Surface area to volume ratio is vital in so many biological processes. When we’re talking about cells, which is most of the time, the important point is that the surface area to the volume ratio gets smaller as the cell gets larger.
Therefore cells are limited in their size because if the cell grows beyond a certain limit, not enough material will be able to cross the membrane fast enough to accommodate the increased cellular volume.
Here are some examples to help to remember how surface area to volume ratio plays its role:
If you were living in Africa you would rather have a large surface area to volume ratio as this would help you lose heat faster.
Alternatively, if you were living in the Antarctic you would want a small surface area to volume ratio.
This would reduce heat loss and conserve it in the body. Obviously it is cold at the Antarctic, so you would want to minimise heat loss.

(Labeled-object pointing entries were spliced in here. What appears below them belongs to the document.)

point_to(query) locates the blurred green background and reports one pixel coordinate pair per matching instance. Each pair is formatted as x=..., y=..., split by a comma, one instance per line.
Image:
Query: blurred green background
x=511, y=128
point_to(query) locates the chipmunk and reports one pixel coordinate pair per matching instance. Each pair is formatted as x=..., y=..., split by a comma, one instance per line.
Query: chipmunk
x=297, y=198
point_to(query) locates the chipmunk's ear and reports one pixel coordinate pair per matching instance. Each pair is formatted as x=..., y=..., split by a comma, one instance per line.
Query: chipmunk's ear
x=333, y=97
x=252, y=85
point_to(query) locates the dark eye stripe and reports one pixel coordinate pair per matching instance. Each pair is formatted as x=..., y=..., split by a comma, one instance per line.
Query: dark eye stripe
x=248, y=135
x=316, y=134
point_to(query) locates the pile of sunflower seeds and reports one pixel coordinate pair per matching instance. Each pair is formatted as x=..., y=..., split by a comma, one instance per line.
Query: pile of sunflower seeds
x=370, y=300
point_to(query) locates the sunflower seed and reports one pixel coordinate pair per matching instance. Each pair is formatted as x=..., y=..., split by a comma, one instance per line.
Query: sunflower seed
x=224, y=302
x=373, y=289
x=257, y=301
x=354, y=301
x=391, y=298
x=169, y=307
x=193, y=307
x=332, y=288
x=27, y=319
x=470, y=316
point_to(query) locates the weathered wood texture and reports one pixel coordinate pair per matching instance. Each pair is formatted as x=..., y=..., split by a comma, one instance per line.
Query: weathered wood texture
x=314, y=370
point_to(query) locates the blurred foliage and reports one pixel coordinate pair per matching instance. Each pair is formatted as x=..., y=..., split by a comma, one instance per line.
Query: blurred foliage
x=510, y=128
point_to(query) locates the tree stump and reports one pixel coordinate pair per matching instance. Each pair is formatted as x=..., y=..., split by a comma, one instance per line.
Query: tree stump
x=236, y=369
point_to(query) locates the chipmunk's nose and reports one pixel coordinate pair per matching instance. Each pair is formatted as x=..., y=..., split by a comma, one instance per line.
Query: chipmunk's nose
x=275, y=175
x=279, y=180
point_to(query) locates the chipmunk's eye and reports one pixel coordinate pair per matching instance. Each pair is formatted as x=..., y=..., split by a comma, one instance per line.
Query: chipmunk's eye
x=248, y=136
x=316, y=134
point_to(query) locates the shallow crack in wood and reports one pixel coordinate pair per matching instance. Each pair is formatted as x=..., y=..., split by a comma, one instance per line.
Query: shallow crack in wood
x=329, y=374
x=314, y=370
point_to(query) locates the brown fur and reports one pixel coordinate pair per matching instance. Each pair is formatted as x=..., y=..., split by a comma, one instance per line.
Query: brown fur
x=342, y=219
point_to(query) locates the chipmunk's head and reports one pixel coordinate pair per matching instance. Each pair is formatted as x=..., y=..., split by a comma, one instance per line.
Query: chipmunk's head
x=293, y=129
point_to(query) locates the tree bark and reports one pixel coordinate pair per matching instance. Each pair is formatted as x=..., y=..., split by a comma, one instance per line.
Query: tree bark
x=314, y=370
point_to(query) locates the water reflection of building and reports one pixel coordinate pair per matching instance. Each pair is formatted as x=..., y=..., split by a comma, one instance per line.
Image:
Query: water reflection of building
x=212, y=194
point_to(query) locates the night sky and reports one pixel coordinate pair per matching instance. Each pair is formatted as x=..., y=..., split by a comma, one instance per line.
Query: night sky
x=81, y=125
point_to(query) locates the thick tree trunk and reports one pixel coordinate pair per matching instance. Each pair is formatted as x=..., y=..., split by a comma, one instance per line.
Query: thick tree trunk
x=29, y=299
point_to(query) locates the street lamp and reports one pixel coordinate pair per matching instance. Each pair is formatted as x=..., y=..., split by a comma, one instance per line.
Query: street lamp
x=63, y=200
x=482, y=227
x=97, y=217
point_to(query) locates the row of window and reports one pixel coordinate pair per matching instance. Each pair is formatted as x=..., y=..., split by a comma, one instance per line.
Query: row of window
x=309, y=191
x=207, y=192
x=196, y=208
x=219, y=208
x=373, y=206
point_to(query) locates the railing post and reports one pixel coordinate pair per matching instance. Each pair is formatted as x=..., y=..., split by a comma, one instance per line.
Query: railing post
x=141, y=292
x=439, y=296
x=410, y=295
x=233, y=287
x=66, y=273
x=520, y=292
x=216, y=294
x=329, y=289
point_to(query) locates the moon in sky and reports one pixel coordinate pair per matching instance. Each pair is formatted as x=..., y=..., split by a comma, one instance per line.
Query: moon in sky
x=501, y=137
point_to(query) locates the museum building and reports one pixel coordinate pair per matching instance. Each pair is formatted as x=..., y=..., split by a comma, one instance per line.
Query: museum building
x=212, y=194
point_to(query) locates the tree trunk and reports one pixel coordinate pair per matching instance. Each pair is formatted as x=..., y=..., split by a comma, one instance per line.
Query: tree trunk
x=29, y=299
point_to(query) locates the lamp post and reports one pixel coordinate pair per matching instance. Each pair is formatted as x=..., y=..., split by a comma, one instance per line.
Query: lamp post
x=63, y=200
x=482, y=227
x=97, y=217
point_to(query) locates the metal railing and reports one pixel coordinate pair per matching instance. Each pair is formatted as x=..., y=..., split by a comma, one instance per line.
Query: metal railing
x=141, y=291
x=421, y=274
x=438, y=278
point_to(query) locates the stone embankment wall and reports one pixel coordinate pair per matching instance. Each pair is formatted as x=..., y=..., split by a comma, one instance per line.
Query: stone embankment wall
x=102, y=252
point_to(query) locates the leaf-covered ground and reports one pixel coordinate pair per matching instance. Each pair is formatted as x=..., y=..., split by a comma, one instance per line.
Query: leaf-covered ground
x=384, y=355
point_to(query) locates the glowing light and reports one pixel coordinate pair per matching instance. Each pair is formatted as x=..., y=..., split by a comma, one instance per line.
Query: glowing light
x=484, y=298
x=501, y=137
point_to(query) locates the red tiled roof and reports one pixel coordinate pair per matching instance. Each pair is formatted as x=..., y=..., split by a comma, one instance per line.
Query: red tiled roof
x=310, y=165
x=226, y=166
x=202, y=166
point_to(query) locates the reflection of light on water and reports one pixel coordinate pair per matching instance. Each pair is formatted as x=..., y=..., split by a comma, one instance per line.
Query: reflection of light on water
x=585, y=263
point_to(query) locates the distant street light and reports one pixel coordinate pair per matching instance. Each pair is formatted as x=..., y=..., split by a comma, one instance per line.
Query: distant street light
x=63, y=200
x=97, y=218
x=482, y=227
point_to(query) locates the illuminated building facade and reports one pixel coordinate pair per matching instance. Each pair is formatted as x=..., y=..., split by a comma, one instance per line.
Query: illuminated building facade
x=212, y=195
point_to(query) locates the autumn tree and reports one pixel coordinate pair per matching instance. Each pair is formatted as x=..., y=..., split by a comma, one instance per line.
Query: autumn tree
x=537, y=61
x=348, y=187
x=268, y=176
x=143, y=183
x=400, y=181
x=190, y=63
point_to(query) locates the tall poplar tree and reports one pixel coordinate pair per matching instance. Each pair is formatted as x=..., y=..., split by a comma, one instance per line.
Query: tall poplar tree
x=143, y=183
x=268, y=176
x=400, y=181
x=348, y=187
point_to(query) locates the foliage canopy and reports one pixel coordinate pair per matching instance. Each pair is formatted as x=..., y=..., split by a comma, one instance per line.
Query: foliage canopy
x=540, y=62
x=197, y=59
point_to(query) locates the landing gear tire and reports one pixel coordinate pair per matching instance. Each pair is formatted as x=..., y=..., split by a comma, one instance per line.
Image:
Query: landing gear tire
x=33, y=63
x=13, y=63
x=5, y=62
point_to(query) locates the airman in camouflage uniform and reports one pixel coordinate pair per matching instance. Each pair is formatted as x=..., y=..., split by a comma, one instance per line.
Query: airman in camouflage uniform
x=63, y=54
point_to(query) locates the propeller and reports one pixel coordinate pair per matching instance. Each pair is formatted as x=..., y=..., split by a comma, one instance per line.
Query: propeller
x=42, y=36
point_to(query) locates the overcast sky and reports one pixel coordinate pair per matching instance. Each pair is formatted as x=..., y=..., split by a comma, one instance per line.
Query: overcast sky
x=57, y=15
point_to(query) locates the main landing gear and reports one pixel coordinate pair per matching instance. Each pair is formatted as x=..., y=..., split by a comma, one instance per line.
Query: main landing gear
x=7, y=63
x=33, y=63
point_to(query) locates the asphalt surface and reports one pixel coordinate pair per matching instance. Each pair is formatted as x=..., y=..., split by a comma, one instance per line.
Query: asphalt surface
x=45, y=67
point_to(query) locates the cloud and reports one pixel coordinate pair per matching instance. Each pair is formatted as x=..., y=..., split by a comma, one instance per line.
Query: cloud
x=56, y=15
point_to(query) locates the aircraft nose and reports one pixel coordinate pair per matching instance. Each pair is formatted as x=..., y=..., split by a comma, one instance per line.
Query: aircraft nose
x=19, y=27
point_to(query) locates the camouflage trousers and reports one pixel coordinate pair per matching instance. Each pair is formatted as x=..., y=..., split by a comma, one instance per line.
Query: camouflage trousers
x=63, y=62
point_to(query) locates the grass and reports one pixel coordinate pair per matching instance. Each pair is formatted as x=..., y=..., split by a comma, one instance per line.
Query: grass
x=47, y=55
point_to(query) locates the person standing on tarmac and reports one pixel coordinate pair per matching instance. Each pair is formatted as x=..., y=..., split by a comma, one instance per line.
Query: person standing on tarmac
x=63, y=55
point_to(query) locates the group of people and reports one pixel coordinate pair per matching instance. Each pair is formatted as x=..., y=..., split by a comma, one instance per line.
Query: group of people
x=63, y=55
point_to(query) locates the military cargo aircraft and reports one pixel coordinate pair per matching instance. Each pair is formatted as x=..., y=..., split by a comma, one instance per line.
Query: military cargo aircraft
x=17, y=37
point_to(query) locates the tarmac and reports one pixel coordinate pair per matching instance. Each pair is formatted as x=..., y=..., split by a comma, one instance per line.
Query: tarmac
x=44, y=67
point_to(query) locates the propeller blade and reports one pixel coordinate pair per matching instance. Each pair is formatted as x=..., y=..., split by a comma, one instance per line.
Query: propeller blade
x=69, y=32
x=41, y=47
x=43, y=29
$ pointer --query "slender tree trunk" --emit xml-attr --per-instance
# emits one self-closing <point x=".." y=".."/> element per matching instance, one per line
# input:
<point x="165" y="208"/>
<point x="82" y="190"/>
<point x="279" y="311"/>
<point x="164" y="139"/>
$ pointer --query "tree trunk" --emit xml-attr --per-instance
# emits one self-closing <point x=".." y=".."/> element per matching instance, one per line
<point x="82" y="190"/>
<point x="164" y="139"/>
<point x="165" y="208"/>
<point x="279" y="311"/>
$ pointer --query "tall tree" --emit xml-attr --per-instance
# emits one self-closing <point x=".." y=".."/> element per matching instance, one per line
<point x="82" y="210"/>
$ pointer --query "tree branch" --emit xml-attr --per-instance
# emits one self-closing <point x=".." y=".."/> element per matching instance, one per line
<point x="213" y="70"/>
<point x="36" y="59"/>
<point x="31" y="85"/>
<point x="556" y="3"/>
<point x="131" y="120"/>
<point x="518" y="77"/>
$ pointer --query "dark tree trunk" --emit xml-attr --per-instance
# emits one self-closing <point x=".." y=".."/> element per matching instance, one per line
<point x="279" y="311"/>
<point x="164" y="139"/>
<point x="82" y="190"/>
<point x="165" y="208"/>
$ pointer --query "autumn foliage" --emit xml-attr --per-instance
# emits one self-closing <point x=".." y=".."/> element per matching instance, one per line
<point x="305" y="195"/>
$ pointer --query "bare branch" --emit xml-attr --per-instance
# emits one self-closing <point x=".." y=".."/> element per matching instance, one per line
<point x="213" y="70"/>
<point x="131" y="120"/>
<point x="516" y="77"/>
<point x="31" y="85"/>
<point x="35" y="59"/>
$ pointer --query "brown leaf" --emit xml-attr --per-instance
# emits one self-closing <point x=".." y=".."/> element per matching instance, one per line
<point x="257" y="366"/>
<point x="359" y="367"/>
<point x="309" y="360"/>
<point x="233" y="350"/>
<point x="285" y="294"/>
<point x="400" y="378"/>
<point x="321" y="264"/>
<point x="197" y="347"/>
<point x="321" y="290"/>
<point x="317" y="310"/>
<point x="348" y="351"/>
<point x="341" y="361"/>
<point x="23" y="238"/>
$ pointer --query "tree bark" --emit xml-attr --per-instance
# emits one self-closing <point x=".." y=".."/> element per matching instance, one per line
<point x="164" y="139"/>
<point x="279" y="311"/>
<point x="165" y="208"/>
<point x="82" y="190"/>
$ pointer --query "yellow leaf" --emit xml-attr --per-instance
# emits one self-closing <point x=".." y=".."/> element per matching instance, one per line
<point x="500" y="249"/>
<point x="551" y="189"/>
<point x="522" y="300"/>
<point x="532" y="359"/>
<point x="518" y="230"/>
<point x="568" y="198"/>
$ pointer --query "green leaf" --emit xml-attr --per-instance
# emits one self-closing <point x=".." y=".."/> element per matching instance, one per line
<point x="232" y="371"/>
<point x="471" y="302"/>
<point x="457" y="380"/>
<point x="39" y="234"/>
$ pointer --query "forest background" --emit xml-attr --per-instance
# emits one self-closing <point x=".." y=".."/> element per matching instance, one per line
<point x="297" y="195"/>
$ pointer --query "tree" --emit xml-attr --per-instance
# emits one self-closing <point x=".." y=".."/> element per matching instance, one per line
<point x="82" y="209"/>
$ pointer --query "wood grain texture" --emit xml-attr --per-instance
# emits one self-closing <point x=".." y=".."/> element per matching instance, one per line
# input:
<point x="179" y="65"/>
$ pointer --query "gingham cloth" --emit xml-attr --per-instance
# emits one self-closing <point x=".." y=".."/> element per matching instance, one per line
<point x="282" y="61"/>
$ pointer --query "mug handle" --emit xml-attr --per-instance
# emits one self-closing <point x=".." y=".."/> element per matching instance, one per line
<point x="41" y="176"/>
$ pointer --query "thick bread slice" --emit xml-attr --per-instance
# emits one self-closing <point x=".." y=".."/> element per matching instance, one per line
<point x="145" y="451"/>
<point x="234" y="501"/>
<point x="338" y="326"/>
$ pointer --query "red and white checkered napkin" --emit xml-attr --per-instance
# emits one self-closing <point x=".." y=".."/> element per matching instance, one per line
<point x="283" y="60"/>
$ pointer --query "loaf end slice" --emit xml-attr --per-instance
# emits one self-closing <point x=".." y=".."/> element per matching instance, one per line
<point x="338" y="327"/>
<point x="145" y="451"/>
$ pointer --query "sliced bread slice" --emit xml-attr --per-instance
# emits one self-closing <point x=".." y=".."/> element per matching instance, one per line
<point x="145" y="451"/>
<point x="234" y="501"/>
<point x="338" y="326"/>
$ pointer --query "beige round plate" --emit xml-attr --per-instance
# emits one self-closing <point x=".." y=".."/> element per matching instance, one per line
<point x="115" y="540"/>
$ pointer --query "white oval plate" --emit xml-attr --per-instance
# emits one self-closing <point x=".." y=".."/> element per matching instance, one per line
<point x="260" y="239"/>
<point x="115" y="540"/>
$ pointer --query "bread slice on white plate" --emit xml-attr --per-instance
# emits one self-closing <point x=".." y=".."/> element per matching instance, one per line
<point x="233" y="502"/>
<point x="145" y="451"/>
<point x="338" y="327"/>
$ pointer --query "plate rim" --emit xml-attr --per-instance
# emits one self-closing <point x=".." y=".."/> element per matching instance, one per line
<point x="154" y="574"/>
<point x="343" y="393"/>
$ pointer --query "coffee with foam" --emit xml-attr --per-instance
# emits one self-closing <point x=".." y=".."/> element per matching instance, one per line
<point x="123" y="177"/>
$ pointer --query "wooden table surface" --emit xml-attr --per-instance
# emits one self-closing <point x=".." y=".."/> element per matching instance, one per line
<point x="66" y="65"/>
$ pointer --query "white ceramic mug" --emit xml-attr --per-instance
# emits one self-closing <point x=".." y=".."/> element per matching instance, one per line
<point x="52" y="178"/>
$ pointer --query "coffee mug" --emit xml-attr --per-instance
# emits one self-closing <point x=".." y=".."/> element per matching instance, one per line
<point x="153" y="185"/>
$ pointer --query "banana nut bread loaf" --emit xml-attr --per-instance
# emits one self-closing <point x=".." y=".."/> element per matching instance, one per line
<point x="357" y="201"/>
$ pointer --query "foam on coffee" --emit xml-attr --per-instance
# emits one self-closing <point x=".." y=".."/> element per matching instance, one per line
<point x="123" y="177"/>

Smaller animals tend to have larger surface area to volume ratios. For instance, a hamster has a larger surface area relative to its volume than an elephant!
Elephants have adapted to losing heat faster by having very large ears. This increases their surface area to volume ratio.
Heat is released from our bodies during respiration. This helps keep our organs warm, but it can be a problem if you cannot control your body temperature well.
In our bodies waste is carried by the circulatory system. The blood carries waste from cells around the body to the lungs, the skin, the liver and to the kidney.
But in single celled organisms they get rid of waste by it diffusing across their membranes. As they have a large surface area to volume ratio, diffusion of waste substances occurs rapidly.